For the first hour, "City of Gold" makes you wonder if this wouldn't be better suited to a 20-minute segment on "CBS Sunday Morning" with Charles Osgood or Harry Smith. The aerial shots of L.A. traffic get redundant. You wonder whether it's wise to encourage Gold to stuff himself toward an early grave.
But the final half hour turns pensive and somber, focusing more on his relationship with his wife and children. His teenage kids' affection for Gold as they wander through a museum feels genuine. We learn a little more about his upbringing, as small boy during the upheaval of the 1960s, with its riots and its racial and ethnic tensions.
Gold comes off as an earnest soul, a nimble writer and a true explorer of a hidden, neglected world. When he reads from one of his most memorable essays in the final scene of the film, the depth of emotion is powerful. In the end, this thoughtful man is, himself, an underappreciated treasure worth discovering.
BONUS TRACK
You might want to skip this. It's from the essay he reads at the end of the film. It beautifully captures Gold style and his knack for using his beat to plumb deeper themes:
MAY 7, 1992 -- IT IS 8 O'CLOCK, AND THE light has
started to fade as I sit on the floor of my apartment staring at the spot where
the rain not so much dripped as oozed from the doorjamb a couple of months ago,
swelling the wood and leaving a rust-yellow stain on the wall. Downstairs, a
baby cries out in Spanish; in the distance, the Geto Boys boom from a passing
truck. For the fifth time in about an hour, I think about the other parts of
town, the ones with croissant shops on the street corners and air-conditioned
shopping malls and neighbors who look like me. I slap in the new DJ Quik tape
and crank up the juice.
For the last 10 years, I have lived in a small
apartment building, probably nice in its day, that is located where Koreatown
thrusts into the Central American community, and where Salvadoran children
startle their grandmothers by leaping out of shadows with toy Uzis and Mac-10s.

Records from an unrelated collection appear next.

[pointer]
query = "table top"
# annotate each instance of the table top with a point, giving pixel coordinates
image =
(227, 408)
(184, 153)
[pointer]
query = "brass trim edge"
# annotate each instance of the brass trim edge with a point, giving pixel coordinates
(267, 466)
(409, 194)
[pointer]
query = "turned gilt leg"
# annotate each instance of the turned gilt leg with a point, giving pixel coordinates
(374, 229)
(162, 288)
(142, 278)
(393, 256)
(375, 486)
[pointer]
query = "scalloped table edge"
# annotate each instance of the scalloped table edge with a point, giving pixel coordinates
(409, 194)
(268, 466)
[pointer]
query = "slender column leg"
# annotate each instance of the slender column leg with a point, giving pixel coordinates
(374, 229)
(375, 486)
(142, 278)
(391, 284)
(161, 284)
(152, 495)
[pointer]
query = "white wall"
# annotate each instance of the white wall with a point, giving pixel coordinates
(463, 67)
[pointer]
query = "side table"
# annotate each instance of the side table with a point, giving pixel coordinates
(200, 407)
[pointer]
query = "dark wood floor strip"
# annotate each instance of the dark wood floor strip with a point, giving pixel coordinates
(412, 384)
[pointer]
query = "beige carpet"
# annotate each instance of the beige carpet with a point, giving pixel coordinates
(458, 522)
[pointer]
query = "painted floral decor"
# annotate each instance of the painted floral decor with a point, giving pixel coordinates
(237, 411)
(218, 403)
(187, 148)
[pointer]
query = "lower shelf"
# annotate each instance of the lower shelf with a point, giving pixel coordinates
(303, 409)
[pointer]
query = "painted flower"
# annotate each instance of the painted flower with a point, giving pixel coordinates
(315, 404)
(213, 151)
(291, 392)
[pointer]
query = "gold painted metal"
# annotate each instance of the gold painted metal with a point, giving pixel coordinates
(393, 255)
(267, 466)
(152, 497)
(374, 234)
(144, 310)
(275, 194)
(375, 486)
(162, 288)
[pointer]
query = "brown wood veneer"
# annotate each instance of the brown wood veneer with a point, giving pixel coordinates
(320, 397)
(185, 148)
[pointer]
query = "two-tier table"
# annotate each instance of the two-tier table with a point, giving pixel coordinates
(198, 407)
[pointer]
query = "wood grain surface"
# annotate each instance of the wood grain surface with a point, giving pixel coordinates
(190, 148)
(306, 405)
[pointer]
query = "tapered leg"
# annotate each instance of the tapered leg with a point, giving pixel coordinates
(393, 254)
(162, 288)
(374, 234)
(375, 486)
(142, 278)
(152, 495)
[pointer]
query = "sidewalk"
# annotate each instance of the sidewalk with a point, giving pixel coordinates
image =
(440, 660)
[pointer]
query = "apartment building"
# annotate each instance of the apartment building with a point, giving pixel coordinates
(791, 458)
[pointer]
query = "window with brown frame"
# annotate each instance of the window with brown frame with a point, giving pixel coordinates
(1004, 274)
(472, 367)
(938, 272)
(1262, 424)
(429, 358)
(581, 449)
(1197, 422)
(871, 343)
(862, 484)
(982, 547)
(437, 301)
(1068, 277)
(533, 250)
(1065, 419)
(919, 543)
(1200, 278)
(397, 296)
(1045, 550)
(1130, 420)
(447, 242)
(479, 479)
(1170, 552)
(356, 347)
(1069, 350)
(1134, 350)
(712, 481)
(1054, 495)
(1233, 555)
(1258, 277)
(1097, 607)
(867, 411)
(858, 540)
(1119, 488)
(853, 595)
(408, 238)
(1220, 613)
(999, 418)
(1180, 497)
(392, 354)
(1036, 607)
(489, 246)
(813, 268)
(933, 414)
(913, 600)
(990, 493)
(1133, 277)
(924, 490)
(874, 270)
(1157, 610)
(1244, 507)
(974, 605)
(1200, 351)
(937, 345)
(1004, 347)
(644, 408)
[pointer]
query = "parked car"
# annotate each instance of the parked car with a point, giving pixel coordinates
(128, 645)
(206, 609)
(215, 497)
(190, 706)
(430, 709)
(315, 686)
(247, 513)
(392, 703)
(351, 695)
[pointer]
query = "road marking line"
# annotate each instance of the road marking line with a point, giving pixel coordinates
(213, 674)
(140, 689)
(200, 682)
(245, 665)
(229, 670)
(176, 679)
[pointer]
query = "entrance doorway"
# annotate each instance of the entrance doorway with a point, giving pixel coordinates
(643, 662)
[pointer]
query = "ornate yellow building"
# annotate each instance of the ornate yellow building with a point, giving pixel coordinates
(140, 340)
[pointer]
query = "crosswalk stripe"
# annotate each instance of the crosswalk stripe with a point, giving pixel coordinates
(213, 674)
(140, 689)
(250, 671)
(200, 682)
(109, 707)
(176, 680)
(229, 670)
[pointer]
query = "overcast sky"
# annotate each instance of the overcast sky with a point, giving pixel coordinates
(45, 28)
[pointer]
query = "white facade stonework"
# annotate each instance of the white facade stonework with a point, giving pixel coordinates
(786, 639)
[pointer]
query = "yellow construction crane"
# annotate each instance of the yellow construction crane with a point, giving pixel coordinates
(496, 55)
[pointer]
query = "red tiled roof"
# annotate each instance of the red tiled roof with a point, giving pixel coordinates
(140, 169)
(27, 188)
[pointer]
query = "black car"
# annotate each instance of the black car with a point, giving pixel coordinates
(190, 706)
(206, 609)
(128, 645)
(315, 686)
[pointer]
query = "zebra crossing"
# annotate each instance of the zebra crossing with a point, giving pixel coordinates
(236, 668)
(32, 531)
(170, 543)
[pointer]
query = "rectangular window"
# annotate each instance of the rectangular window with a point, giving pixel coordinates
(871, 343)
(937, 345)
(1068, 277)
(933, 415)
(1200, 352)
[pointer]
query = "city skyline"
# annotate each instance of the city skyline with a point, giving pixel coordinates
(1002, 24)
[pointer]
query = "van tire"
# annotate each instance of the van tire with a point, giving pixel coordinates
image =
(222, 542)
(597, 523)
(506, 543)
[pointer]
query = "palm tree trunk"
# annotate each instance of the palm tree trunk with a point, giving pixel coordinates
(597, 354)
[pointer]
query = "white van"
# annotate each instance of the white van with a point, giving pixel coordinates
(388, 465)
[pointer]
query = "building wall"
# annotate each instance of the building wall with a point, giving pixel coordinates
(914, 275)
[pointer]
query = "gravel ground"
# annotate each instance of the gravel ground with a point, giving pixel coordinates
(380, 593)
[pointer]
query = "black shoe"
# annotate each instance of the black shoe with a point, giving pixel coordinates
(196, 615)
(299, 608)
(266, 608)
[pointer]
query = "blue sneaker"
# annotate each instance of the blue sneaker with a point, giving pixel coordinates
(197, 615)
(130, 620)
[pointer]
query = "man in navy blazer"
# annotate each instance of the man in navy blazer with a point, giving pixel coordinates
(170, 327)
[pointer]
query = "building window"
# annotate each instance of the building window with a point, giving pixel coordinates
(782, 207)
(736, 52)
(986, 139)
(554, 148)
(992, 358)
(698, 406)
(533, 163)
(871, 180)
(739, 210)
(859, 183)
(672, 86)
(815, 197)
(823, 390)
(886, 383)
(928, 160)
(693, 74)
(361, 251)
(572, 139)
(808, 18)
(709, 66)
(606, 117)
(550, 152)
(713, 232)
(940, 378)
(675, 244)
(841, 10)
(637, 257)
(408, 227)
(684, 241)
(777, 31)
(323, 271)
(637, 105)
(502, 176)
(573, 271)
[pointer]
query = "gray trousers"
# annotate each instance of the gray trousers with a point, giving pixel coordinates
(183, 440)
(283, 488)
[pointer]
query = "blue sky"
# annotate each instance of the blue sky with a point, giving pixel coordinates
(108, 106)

Nobody has really bothered to give this area a name, though in the news reports
that have dominated local television for the last week, the anchors have been
calling it "just west of downtown."
Half a mile north, the neighborhood consolidates,
takes on weight and a Latin flair, and is clearly part of Hollywood. A couple
of blocks south begin the stucco condominium complexes of Wilshire Center --
brand-new but already peeling around the edges -- that provide underground
parking and security codes for pink-collar office workers who cannot yet afford
Encino or Baldwin Hills. The last time I bothered to count, there were
restaurants of 14 ethnicities within a five-minute walk of my front door. The
local supermarkets, big as soccer fields, are famous for their selection of
multinational goods. Guatemalan women walk home from the Ralphs with bags of
groceries balanced expertly on their heads.
My neighborhood has always been transient, a brief
stopping place for Thais and Nicaraguans and pale, gaunt poets before they move
on to single-family homes in greener parts of town. But to my Korean landlords,
this neighborhood is home. When they came into my apartment a couple of years
ago to inspect the building they had just bought, they removed their shoes on
the landing in the polite Korean manner and promptly drenched their socks on
the freshly mopped kitchen floor. I have been awakened before dawn by the
rhythmic thud of garlic being pounded into paste on the back porch. I have
stumbled out the door with an armful of wet laundry, only to find most of the
clothesline taken up by drying fish. I have also come home from work to find
the backstairs spread with leaves of cabbage curing in the hot sun. Even when
their son was murdered a half-mile south of here, there was no questioning that
they belonged. The landlords keep to themselves and so do I, but I sometimes
wish that they would invite me over for dinner.